Opposition movement in a country occupied by an enemy or colonial power, especially in the 20th century; for example, the resistance to Nazism and Nazi occupation in Europe during World War II.
During World War II, resistance in Eastern Europe took the form of guerrilla warfare by partisan bands, for example, in Yugoslavia, Greece, Poland, and behind the German lines in the Union of Soviet Socialist Republics (USSR). In more industrialized countries, such as France (where the underground movement was called the Maquis), Belgium, and Czechoslovakia, the action was more sporadic; sabotage in factories and on the railways, propaganda, and the assassination of Germans and collaborators were the main priorities. Resistance, though less problematic for the Nazi dictatorship, also came from the Jews and other inmates of the concentration camps and ghettos of Eastern Europe, and from anti-Nazi groups within Germany itself.
Most resistance movements in World War II were based on an alliance of all antifascist parties, but there was internal conflict between those elements intent only on defeat of the enemy, and those who aimed at establishing communist governments, as in Yugoslavia and Greece. After World War II the same methods were used in Palestine, South America, and European colonial possessions in Africa and Asia to unsettle established regimes.
Organization of anti-Nazi resistance In the early months of World War II, the shock of the Blitzkrieg invasions by Nazi Germany left much of occupied Europe reeling. However, after Britain had successfully fended off Nazi attacks in 1940, and with the formalization of the Nazi occupation across Europe, local populations began to organize resistance. Many European leaders took refuge in London and used the BBC to broadcast patriotic messages back to their peoples calling for resistance. The British government, working with governments in exile, organized drops of ammunition and military supplies to help resistance fighters. Popular targets included German guards, military trains, and local collaborators. The Germans responded by taking hostages and executing civilians to terrorize people into accepting their rule. However, the harshness of the German tactics, coupled with forced deportations, and conscription of youths for forced labour in Germany simply increased support for the partisan bands. Guerrilla activities were not a serious threat to Germany's occupation in Europe, but they acted as a constant irritant and tied down thousands of troops that could otherwise have been sent to the battlefront.
Resistance in Yugoslavia Yugoslav partisans waged a continuous guerrilla campaign against the Nazi occupation of their country from 1940 through to the end of the war. By the end of 1941 there were around 100,000 partisans operating within Yugoslavia, and this rose to over 300,000 by the end of 1943. The main centres of resistance were in Bosnia, Croatia, and Serbia. By 1942 the Yugoslav partisans were loosely organized under one structure known as NOViPOJ. The two main guerrilla groups were the communists of the National Liberation Army, led by Tito; and the Serbian nationalist Chetniks under Draza Mihailovič. Mihailovič supported the monarchy in Yugoslavia, and so the Chetniks and the communists were not natural allies; despite their common enemy, the two parties conducted a bitter feud.

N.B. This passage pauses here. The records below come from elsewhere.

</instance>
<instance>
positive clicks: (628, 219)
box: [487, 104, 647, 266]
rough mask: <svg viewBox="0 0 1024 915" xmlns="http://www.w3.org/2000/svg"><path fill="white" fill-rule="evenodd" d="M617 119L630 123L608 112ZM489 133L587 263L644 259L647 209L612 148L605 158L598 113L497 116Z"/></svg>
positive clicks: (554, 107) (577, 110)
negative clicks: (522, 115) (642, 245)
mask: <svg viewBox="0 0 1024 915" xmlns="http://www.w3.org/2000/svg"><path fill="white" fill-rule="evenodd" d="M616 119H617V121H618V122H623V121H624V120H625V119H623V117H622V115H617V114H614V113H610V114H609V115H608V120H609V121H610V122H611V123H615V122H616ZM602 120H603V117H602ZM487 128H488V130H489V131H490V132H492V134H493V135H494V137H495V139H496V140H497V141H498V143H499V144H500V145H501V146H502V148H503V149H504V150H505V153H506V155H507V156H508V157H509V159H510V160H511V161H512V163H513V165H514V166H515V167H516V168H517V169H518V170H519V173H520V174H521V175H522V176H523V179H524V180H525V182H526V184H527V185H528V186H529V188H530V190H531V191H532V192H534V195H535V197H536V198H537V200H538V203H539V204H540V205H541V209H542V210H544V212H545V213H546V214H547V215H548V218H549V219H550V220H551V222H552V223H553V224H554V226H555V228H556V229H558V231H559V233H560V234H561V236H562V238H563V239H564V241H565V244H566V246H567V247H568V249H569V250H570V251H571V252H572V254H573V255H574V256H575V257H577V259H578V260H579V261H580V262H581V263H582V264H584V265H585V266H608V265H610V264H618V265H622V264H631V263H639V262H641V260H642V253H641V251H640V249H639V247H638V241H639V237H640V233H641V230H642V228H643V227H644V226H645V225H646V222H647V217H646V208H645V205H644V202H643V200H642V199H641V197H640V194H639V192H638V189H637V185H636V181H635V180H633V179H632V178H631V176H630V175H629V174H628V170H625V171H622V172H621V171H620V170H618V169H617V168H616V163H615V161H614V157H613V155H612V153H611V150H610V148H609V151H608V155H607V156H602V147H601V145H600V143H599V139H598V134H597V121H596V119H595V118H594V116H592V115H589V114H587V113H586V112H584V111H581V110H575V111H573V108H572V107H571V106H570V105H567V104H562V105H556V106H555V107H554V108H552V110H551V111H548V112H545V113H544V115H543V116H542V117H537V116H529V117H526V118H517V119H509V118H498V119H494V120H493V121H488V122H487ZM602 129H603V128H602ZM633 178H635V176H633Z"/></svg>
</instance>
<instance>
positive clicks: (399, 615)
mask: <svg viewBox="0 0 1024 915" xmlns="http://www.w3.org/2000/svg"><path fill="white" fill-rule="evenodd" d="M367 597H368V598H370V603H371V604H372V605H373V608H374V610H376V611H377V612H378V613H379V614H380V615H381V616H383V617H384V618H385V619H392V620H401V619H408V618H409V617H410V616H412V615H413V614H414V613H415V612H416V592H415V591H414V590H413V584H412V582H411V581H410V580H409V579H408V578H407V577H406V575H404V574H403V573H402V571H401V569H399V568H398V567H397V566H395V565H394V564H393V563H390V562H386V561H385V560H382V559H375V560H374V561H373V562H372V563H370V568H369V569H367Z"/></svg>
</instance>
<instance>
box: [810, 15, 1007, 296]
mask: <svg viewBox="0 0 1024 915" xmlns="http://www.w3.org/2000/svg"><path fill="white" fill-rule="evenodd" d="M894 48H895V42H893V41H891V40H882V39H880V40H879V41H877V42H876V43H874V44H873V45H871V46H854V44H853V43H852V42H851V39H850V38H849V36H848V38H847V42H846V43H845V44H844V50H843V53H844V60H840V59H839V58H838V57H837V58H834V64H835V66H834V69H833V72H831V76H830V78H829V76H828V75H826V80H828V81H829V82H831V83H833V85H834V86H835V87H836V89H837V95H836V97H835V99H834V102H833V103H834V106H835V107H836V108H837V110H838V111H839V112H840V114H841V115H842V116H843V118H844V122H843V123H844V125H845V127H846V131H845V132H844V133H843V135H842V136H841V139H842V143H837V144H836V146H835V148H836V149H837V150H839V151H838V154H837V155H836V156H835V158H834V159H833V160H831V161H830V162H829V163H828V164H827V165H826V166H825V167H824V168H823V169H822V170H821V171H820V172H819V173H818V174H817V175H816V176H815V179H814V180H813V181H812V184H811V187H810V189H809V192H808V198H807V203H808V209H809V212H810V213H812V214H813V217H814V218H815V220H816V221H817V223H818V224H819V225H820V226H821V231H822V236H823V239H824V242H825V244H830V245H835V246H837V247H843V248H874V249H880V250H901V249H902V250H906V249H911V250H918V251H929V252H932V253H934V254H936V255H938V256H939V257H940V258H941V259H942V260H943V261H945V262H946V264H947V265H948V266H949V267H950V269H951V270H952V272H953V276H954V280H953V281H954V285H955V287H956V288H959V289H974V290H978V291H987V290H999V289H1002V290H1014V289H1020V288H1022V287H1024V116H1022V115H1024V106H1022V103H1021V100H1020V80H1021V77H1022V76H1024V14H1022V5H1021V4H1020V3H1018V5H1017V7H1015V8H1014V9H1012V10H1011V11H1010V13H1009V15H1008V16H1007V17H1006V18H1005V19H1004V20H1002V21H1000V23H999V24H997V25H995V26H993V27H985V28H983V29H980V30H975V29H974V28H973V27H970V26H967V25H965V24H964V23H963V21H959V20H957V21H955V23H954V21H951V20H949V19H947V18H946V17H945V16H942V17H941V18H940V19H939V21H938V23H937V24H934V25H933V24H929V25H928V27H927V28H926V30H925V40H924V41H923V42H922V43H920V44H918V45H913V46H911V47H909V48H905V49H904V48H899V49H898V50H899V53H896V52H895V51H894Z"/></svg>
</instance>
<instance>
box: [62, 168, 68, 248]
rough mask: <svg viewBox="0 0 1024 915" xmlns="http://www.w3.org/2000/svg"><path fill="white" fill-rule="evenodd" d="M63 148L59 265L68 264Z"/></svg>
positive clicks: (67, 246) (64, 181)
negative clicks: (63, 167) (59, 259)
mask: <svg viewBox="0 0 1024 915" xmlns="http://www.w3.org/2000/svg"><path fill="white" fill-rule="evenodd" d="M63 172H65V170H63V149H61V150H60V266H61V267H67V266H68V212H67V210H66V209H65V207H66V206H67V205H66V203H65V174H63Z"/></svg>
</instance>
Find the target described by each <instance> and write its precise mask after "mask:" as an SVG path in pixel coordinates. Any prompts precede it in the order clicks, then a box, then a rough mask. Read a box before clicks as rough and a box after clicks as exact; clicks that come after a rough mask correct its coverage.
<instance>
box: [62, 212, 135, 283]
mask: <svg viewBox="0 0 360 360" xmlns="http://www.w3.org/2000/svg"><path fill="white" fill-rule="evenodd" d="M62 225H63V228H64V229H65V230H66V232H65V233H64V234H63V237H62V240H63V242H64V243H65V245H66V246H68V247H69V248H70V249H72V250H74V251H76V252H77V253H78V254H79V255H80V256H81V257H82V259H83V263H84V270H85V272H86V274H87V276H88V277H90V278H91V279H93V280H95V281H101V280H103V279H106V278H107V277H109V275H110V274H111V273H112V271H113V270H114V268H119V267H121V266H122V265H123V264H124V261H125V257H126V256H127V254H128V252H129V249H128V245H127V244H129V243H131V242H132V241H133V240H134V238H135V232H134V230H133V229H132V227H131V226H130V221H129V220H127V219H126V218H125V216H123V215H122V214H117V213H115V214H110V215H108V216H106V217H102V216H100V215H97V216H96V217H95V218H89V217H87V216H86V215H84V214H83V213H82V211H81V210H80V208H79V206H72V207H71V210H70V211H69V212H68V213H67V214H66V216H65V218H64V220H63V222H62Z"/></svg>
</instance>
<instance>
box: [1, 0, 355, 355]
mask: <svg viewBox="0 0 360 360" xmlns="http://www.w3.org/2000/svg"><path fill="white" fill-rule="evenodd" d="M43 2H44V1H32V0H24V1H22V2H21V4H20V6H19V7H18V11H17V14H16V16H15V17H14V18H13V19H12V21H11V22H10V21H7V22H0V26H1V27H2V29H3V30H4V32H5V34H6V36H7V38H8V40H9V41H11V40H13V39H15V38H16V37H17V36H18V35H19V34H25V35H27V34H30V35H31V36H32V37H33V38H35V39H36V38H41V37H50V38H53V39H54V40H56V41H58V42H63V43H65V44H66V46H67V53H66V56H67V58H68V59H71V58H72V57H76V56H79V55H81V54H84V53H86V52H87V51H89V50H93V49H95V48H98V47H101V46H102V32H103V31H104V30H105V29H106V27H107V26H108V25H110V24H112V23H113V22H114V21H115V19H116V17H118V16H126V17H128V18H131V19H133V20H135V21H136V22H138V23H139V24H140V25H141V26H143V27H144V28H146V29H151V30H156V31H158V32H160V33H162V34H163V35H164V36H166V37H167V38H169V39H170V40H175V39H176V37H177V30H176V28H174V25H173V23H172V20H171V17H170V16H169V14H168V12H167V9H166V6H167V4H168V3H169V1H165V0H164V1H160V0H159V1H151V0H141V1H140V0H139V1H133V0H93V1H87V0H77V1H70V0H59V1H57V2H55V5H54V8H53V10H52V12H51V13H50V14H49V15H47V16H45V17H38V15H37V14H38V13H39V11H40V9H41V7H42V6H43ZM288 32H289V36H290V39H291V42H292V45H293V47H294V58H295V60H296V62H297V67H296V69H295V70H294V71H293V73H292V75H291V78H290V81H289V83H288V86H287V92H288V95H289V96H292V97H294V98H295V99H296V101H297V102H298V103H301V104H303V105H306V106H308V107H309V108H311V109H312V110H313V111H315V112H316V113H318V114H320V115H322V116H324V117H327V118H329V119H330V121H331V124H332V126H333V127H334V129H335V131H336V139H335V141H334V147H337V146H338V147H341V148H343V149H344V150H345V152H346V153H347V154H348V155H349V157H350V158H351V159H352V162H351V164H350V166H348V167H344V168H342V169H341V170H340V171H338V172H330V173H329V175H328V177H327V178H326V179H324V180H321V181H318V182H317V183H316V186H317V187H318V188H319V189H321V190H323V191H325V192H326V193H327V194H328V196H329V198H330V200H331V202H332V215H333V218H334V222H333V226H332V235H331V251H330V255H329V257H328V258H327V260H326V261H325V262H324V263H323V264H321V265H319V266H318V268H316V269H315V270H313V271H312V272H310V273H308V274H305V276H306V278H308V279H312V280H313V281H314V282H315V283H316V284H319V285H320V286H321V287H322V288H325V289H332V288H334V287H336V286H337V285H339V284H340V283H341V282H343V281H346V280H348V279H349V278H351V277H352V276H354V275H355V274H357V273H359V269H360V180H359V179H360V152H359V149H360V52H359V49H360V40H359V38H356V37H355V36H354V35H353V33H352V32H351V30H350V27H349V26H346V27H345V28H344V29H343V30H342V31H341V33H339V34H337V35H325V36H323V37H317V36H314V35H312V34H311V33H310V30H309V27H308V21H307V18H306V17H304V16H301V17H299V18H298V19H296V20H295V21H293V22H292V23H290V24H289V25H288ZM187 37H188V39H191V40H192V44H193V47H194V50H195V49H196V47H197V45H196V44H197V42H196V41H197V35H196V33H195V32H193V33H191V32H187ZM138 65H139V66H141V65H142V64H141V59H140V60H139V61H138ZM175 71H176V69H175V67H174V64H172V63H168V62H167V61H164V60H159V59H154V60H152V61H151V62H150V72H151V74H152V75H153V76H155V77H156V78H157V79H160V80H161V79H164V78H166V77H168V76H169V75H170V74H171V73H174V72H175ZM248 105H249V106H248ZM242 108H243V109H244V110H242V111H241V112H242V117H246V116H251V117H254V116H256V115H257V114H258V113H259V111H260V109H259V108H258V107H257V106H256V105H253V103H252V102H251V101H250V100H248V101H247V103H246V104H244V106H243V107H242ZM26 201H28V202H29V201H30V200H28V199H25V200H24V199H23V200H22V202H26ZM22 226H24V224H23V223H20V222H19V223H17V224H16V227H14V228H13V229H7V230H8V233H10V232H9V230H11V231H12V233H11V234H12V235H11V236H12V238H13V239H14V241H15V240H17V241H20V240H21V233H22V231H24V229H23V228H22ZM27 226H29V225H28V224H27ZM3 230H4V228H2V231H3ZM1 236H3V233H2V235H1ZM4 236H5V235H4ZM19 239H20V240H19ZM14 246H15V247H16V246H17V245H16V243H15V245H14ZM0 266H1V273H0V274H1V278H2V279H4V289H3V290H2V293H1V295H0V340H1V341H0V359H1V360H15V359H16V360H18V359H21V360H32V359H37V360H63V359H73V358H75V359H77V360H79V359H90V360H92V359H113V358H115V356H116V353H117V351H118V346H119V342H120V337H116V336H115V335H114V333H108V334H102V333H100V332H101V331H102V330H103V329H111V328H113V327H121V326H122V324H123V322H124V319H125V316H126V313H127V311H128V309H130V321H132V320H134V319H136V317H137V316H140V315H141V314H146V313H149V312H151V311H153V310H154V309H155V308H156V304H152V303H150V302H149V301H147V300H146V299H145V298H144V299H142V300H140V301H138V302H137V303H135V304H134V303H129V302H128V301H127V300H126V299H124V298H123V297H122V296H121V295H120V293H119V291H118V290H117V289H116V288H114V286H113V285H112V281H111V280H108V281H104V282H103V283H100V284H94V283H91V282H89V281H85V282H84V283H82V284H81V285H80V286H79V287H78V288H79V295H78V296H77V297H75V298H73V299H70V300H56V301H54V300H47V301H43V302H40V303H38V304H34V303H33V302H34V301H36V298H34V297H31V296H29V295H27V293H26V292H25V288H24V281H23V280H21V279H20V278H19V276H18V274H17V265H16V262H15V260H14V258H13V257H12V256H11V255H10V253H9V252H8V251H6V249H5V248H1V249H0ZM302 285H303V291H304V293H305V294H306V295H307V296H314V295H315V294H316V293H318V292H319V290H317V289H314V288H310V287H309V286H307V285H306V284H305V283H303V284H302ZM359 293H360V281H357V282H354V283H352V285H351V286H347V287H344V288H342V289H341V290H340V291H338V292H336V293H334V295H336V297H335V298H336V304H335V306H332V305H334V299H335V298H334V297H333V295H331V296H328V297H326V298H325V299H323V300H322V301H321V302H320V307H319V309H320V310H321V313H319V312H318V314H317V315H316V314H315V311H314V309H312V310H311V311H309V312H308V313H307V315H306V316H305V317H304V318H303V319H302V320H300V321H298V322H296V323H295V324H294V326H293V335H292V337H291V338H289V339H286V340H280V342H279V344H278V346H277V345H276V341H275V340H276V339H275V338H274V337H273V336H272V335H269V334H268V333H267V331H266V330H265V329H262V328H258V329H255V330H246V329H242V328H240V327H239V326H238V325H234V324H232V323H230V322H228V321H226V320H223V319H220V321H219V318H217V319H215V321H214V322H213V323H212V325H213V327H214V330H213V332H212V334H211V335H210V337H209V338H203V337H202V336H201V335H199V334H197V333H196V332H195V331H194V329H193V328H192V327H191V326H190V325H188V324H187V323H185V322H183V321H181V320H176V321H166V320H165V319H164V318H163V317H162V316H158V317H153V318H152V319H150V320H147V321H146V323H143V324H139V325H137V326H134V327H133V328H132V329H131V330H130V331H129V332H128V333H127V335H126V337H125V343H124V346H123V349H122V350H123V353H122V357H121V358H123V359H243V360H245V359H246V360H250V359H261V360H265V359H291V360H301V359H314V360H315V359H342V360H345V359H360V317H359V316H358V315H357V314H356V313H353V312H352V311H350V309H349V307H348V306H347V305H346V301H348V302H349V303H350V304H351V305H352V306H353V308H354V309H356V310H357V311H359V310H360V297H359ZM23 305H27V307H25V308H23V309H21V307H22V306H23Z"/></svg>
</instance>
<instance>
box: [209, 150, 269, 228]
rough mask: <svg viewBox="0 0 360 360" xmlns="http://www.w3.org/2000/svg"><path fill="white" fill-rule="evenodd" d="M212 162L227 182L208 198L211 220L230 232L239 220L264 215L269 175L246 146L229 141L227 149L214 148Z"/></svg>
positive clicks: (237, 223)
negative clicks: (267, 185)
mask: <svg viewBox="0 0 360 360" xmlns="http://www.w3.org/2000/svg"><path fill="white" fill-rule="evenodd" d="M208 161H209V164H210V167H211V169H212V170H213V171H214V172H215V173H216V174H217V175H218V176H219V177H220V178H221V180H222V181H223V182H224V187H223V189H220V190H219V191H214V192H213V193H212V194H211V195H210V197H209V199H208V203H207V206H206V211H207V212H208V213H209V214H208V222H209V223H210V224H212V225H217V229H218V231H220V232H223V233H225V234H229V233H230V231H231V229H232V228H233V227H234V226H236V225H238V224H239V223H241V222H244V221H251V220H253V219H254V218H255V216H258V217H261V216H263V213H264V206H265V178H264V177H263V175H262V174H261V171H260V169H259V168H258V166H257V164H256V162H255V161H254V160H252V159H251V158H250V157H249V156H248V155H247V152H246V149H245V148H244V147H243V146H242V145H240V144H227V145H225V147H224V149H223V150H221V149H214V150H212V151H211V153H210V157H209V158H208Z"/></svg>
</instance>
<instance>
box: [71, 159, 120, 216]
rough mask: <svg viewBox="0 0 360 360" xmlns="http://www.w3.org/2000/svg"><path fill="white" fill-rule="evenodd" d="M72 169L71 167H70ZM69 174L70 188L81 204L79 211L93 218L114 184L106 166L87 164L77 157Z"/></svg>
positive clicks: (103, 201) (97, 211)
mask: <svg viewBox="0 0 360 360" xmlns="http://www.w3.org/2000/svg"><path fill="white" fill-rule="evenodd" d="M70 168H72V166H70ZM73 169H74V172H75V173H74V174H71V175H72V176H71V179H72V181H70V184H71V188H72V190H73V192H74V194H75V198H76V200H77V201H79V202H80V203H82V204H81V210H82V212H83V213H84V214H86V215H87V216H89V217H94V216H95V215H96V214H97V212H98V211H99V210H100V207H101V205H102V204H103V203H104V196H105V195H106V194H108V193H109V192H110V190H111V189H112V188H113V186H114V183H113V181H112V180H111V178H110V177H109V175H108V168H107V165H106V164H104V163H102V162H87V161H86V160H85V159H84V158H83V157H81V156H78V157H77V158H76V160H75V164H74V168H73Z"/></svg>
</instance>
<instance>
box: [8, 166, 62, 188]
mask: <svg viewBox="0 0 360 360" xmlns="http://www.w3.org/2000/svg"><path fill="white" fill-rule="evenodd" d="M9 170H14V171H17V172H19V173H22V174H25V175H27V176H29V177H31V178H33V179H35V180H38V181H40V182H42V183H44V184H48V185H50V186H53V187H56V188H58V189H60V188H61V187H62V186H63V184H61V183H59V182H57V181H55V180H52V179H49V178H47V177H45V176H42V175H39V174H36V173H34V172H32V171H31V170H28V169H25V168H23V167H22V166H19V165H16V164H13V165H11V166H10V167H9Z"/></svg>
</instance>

Tito's National Liberation Army made Nazi efforts to govern occupied Yugoslavia extremely difficult, and tied down tens of thousands of German troops. Despite massacres of civilians, including 7,000 in Kragujevac and 1,700 in Kraljevo, the communists continued to fight on. Although the Chetniks initially received aid from the Allies, their rivalry with the communists led to the withdrawal of Allied support, and aid being transferred to the communist partisans. The Chetniks and other groups sought help from the Italians and Germans, and engaged in constant battles with the National Liberation Army. However, by the end of 1943 the Italians had surrendered in Yugoslavia, and during 1944 the Germans were forced out. In October 1944 Tito's partisans entered Belgrade and took control of Yugoslavia. In this case, the partisans managed to defeat the Nazi occupiers using guerrilla warfare and widespread support.
French resistance Resistance in France was less successful than in Yugoslavia, but nevertheless caused problems for the occupying German forces throughout the war. Help and training were given to resistance workers by the British armed forces, and by the summer of 1942 French resistance had become a highly effective force, with thousands of men and women organized into detachments across the country. The situation was complicated by the existence of the collaborationist Vichy government under General Pétain in southeast France. French response to the Nazi occupation varied. Many collaborated enthusiastically with the Nazis; for instance, many members of the French police service worked willingly alongside SS units in the deportation of French Jews to the death camps of Eastern Europe.
After 1942 the recognized French government-in-exile under Charles de Gaulle, organized the resistance groups into the ‘National Council of the Resistance’. Before the D-day landings of Allied troops in June 1944, the French resistance had become an effective army operating inside France. Under the leadership of General Koenig, the French Forces of the Interior (FFI) sabotaged bridges, communications, transport, and power stations. After the Germans had been driven from France during 1944, the resistance fighters became the first form of government in liberated areas, and many of its members took revenge on those accused of collaboration or profiting from the German occupation. Thousands were quickly tried by popular justice, many being sentenced to death.
Jewish resistance After the Nazi invasion of Poland in 1939, Jewish ghettos were set up in major cities such as Warsaw and Łódźto control the millions of Polish Jews. Inside the ghettos the Jews were forced to live on starvation rations, and following Hitler's move towards the final solution in 1941, shipment began to the extermination camps. Of the more than 380,000 Jewish inhabitants of Warsaw originally confined to the Warsaw ghetto in September 1940, only 70,000 remained by September 1942.
Despite being trapped in effective death camps, Jewish resistance groups managed to operate. In January 1943 German forces tried to level the ghetto, but were beaten off by Jewish resistance fighters supported by the Polish Home Army, another Polish resistance movement. The second attempt to destroy the ghetto led to the uprising of April 1943. Jewish resistance was led by Mordechaj Anielewicz, and included members of the Jewish Combat Organization and the Jewish Military Union. For one month the Polish Jews fought off the German army and SS, but their resistance was eventually crushed and the Nazis exacted their final revenge. Over 7,000 Jews were executed on the spot, and the remaining 53,000 were deported to the nearby death camp at Treblinka. Following the uprising in Warsaw, further Jewish resistance occurred in the ghettos of Białystok, Czȩstochowa, Bedzin, and Kraków.
Another example of Jewish resistance were the revolts in the concentration camps, including breakouts from Treblinka and Sobibor in 1943. Although 200 escaped in the Treblinka incident, all were recaptured or killed. However, in the escape from Sobibor, of the 600 Jews and Soviets who managed to escape the camp, nearly 60 survived to join local resistance movements.